"Musimy nie tylko mówić jednym głosem, ale i działać w jedności, bo to, kim będziemy jutro, zależy od tego, co zrobimy dziś" – mówił Donald Tusk w Białym Domu. Szef Rady Europejskiej spotkał się tam z prezydentem USA Barackiem Obamą. „Kiedy jesteśmy zjednoczeni, będziemy w stanie położyć kres polityce agresji Rosji przeciw sąsiadom. Przeszłość pokazała, że jeśli jesteśmy zjednoczeni, możemy z sukcesem pokonać terror" – podkreślał były premier.

Zobacz również:

Politycy mówili o sojuszu Ameryki z Europą, współpracy i wspólnych celach. Obama  i Tusk podkreślili, że Stany Zjednoczone i Stary Kontynent muszą wypracować skuteczny nadzór nad tym, by wypełniono porozumienie z Mińska dotyczące zawieszenia broni na Ukrainie.

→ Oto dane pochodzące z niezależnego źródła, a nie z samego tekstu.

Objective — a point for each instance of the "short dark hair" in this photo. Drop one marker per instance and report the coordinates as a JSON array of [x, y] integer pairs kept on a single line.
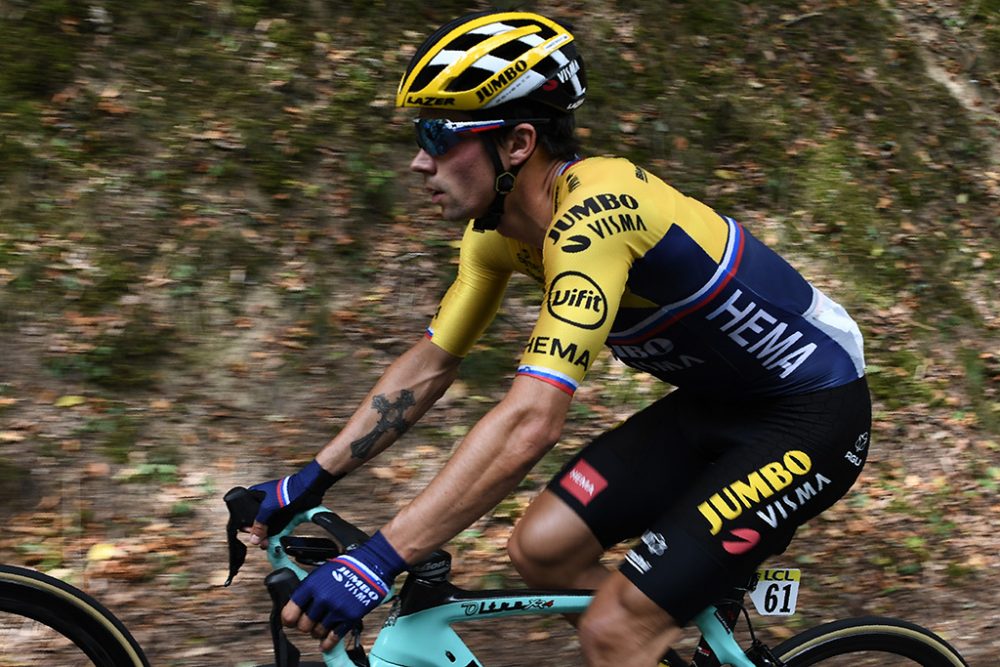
[[557, 136]]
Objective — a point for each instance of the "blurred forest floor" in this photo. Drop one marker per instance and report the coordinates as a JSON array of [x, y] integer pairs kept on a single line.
[[210, 247]]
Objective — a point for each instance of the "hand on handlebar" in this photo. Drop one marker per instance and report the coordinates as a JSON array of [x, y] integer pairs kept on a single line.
[[281, 499], [335, 596]]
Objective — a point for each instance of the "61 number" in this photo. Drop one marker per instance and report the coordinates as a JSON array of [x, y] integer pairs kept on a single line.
[[774, 601]]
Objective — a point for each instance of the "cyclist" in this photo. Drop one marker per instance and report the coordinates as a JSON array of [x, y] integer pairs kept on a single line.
[[769, 421]]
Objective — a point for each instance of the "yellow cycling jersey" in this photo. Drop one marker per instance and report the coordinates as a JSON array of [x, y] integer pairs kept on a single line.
[[671, 286]]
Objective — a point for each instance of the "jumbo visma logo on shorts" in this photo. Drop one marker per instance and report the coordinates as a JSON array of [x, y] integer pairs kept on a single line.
[[576, 299], [761, 489]]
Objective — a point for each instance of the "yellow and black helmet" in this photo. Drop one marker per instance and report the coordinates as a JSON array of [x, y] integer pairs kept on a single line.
[[488, 59]]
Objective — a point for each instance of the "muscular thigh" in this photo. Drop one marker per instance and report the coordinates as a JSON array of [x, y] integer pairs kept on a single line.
[[713, 488]]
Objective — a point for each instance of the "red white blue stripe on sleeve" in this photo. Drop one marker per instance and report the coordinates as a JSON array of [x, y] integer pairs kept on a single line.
[[282, 492], [558, 380], [365, 574]]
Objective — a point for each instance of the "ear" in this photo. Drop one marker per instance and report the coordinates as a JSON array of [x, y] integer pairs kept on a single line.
[[521, 143]]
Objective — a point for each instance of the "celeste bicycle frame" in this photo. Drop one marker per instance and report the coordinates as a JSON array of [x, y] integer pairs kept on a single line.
[[418, 632]]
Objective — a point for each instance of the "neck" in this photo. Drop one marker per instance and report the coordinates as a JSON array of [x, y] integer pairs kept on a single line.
[[528, 209]]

Nasi wrogowie, którzy używają wobec nas propagandy, dokonują aktów przemocy, naruszają suwerenność naszych sąsiadów, chcą osłabić polityczną społeczność Zachodu - mówił Tusk. Podkreślił, że istnieje "potrzeba większej niż kiedykolwiek jedności Europy i Stanów Zjednoczonych".

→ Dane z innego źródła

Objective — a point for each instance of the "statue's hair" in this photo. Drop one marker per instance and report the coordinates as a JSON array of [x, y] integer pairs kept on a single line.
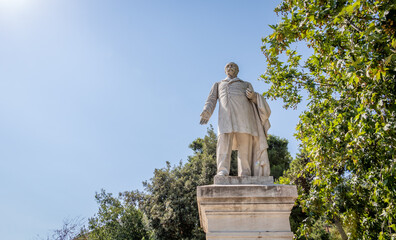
[[232, 63]]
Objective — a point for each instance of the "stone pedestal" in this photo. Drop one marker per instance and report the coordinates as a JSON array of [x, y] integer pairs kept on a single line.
[[246, 208]]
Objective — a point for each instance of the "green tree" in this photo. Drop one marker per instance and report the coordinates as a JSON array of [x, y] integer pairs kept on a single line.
[[279, 155], [348, 131], [170, 203], [117, 218]]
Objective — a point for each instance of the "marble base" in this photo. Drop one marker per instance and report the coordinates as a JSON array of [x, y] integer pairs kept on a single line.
[[246, 211]]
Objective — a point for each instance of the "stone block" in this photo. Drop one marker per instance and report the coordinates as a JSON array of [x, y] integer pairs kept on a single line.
[[246, 211]]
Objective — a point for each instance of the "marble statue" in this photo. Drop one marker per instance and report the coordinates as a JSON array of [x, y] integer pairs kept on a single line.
[[243, 124]]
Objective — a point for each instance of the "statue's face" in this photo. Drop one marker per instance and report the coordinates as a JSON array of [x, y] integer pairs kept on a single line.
[[231, 70]]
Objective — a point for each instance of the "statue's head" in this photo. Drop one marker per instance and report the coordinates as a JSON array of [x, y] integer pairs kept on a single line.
[[231, 69]]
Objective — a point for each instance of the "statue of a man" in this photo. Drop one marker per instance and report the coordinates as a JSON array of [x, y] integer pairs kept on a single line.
[[243, 125]]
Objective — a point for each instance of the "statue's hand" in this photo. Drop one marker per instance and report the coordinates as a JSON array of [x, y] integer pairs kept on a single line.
[[204, 117], [250, 94]]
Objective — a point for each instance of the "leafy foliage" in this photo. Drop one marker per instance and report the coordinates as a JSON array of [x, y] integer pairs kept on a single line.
[[278, 155], [348, 132], [170, 203], [117, 218]]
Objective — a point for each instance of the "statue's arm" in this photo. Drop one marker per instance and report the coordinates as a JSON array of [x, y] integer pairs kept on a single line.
[[210, 104], [250, 94]]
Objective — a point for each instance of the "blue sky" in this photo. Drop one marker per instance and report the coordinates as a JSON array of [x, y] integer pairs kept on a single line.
[[97, 94]]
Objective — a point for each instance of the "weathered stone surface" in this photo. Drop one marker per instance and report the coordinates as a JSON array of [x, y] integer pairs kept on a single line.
[[241, 180], [246, 211]]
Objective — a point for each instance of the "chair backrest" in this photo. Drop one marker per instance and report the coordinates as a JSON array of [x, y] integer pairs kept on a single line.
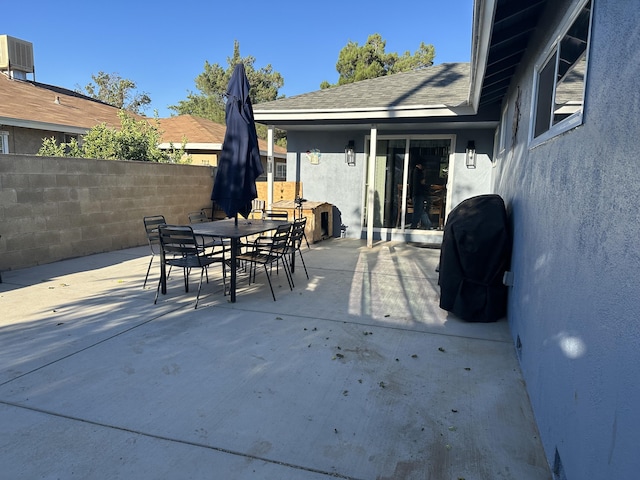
[[276, 215], [280, 238], [198, 217], [178, 241], [297, 232], [151, 224]]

Także prezydent Barack Obama zauważył, że USA i Europa muszą zachować jedność wobec kryzysu na Ukrainie. Musimy zachować silną jedność, jeśli chodzi o sankcje (nałożone na Rosję) - stwierdził Obama dodając, że sojusznicy powinni pomóc Ukrainie "zachować suwerenność" w czasach, gdy jest ona zagrożona.

W rozmowach Tuska i Obamy w Białym Domu uczestniczyli ze strony USA wiceprezydent Joe Biden, doradczyni ds. bezpieczeństwa narodowego Susan Rice i szef amerykańskiej dyplomacji John Kerry.